On the Linear Stability of the Lamb-Chaplygin Dipole

TL;DR

This paper investigates the linear stability of the Lamb-Chaplygin dipole, revealing its inherent instability through spectral analysis and numerical simulations, and highlighting the subtle nature of this instability involving infinite-dimensional effects.

Contribution

The study provides a detailed spectral analysis of the Lamb-Chaplygin dipole's linear stability, including derivation of a simplified linearized equation and identification of unstable eigenmodes.

Findings

The flow is linearly unstable.

Unstable eigenmodes are localized near the vortex boundary.

Eigenvalues are embedded in the essential spectrum, indicating subtle instability.

Abstract

The Lamb-Chaplygin dipole (Lamb1895,Lamb1906,Chaplygin1903) is one of the few closed-form relative equilibrium solutions of the 2D Euler equation characterized by a continuous vorticity distribution. We consider the problem of its linear stability with respect to 2D circulation-preserving perturbations.
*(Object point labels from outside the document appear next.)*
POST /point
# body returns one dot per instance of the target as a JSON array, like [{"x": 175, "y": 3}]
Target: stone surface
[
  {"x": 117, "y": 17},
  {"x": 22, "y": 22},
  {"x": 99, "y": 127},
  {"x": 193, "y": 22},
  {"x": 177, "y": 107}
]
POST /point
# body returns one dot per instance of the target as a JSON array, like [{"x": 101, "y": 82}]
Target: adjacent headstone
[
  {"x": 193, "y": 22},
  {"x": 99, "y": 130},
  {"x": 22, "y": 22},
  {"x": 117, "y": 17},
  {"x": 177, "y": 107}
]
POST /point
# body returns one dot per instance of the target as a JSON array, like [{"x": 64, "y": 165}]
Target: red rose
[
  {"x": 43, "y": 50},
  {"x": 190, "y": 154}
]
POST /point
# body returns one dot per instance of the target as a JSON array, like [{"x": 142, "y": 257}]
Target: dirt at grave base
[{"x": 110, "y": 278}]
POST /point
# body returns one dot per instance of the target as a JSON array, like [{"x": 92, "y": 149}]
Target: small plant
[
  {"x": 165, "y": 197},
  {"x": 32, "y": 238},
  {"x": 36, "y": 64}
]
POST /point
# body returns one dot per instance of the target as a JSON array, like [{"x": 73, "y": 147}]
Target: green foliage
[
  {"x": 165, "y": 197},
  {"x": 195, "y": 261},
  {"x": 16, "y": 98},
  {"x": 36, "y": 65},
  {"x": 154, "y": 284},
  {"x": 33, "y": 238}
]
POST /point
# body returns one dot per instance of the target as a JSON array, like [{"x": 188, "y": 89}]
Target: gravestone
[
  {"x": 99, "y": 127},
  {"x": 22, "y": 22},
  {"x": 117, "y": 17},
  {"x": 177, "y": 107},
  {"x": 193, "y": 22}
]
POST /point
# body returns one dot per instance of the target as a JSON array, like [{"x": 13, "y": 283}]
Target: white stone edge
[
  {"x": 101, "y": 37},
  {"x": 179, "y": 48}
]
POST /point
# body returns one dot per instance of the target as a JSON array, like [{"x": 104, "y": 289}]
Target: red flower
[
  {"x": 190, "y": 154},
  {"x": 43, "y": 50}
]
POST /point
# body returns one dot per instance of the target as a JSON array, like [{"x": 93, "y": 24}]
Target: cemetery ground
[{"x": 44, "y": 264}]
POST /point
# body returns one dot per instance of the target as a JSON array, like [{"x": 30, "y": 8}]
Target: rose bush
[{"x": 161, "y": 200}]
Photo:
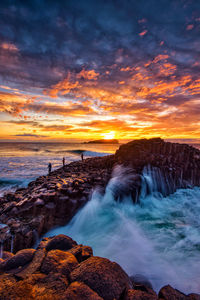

It is demonstrated that this flow is linearly unstable, although the nature of this instability is subtle and cannot be fully understood without accounting for infinite-dimensional aspects of the problem. To elucidate this, we first derive a convenient form of the linearized Euler equation defined within the vortex core which accounts for the potential flow outside the core while making it possible to track deformations of the vortical region. The linear stability of the flow is then determined by the spectrum of the corresponding operator. Asymptotic analysis of the associated eigenvalue problem shows the existence of approximate eigenfunctions in the form of short-wavelength oscillations localized near the boundary of the vortex and these findings are confirmed by the numerical solution of the eigenvalue problem. However, the time-integration of the 2D Euler system reveals the existence of only one linearly unstable eigenmode and since the corresponding eigenvalue is embedded in the essential spectrum of the operator, this unstable eigenmode is also shown to be a distribution characterized by short-wavelength oscillations rather than a smooth function. These findings are consistent with the general results known about the stability of equilibria in 2D Euler flows and have been verified by performing computations with different numerical resolutions and arithmetic precisions.